Can anyone see what I’m doing wrong?

Yes. You’re playing fast and loose with gravity. I’m not sure where you got those formulae from. If I knew that, I could maybe unpick them and show where you’re going wrong with those formulae. I could have a go at working out where they came from, but actually it would be much easier just to explain the right way to do what you want to do. I don’t know what level to pitch this at, so I apologise in advance if I get it wrong.

You have some object that you want to move according to some physical law. We’ve known for quite some time how that works: there’s a force field acting on the object and we use Newton’s second law to connect that to the motion:

```
F = m a
```

In this case, `F`

is the gravitational pull. From what you write, I’m assuming that we’re dealing with gravity on or near the Earth’s surface and that the heights are insignificant when compared to the Earth’s radius (about 6000km). So we can approximate the force of gravity by a downward pull of 9.82 N. Assuming constant mass, this means that Newton’s second law translates to:

```
a = [0, -9.82]
```

(writing vectors as row vectors for ease of typing)

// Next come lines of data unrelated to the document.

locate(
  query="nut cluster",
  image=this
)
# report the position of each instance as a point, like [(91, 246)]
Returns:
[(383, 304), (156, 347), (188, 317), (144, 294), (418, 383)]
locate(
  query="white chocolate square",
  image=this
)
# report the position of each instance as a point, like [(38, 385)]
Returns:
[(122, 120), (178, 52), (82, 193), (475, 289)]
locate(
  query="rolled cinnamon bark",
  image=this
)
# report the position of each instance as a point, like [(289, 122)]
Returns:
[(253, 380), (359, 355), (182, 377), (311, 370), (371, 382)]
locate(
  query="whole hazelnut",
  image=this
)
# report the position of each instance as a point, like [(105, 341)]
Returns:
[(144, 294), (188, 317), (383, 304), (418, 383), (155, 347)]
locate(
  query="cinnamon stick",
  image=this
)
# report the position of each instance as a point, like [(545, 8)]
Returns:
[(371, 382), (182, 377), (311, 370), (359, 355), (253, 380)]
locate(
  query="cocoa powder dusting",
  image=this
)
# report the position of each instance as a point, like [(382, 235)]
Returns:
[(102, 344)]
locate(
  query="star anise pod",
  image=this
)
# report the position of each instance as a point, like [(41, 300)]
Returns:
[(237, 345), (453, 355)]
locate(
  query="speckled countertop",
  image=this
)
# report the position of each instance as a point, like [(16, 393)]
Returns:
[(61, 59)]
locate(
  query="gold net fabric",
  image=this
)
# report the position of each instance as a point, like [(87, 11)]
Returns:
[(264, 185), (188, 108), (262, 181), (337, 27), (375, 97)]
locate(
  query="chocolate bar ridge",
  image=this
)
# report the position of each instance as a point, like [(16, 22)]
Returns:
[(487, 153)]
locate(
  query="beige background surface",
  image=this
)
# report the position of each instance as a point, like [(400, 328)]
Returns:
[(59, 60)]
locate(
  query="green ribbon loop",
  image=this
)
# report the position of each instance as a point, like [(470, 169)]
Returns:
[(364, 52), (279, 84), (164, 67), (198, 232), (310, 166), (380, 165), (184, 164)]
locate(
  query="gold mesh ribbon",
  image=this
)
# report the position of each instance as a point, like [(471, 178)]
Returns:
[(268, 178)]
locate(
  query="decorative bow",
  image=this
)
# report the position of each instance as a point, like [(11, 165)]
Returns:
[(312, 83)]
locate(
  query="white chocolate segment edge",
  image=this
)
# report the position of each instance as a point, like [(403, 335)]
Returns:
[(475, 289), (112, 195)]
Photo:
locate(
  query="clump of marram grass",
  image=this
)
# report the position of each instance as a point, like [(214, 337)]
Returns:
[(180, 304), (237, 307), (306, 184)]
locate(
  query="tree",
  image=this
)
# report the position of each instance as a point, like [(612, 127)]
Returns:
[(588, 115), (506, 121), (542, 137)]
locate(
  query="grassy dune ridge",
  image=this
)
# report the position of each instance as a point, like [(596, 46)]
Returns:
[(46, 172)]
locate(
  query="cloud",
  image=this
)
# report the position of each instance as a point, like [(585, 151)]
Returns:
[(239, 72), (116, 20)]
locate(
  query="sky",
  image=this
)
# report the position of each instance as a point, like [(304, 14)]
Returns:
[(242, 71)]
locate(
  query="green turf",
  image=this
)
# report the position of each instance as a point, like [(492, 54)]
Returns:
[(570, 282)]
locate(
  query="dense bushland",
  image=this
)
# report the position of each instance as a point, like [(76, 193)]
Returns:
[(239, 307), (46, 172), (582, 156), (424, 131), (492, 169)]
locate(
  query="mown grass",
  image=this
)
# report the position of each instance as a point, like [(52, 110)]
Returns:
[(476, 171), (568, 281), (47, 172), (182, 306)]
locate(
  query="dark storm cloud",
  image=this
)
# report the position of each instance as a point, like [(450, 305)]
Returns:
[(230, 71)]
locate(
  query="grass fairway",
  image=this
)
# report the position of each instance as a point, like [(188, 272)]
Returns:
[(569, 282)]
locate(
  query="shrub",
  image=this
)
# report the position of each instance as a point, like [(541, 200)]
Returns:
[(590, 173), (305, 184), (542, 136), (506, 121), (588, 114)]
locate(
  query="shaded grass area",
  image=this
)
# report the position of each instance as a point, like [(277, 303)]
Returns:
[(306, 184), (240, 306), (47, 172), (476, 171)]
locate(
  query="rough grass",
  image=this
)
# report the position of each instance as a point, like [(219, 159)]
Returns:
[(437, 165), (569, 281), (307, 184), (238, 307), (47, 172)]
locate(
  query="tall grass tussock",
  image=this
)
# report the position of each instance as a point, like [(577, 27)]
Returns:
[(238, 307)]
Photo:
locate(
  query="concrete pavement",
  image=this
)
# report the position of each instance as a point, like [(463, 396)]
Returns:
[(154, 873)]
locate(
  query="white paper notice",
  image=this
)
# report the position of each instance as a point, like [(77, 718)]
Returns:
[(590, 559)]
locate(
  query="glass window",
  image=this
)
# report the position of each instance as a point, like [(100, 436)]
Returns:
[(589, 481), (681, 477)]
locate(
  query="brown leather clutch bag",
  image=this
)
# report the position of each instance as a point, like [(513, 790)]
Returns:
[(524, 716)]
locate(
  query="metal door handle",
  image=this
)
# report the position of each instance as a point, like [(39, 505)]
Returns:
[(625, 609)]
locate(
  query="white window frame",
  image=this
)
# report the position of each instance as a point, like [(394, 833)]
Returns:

Now acceleration is the second derivative of position, so we could write this as

```
x'' = [0, -9.82]
```

That seems quite succinct. There’s a problem with it, though. It is a Differential Equation. Whilst we can solve that one explicitly, it is more robust to implement differential equations via a step-by-step method. The general method for this has also been known for quite some time (there’s not much that’s new in mathematics!) and is called *Euler’s method*. It says that if we have an ordinary differential equation of the form `x' = f(x)`

then the estimate for `x(t + h)`

is `x(t) + h f(x)`

.

So we want to apply this to the ODE (Ordinary Differential Equation) above. There’s a problem, though. Euler’s method, as I’ve written it, works for 1st order (one derivative) but the one above is 2nd order (two derivatives). It is possible to modify Euler’s method to arbitrary order, but it is neater (and easier to code!) to modify the ODE to 1st order. To do that, we introduce velocity. We already have it as `x'`

but we want to give it a different name and treat it as a new quantity. Let’s call it `v`

. Note that this is a vector-valued function (“speed” is the *magnitude* of velocity).

So now we have a system:

```
x' = v
v' = [0,-9.82]
```

We solve this using Euler’s method to see that

```
x(t + h) = x(t) + h v(t)
v(t + h) = v(t) + h[0,-9.82]
```

Note that we use the *old* value of `v(t)`

to compute `x(t + h)`

, not the new value. So when implementing, keep the old values until the new values have been fully computed (in this example it’s possible to choose the order of computation to avoid this but in more complicated situations you need to do it properly).

We also need the initial conditions, `x(0)`

and `v(0)`

. With those, we’re done. Incidentally, `v(0) = vec2(touch.x,touch.y) - origin`

and you don’t ever have to compute the angle.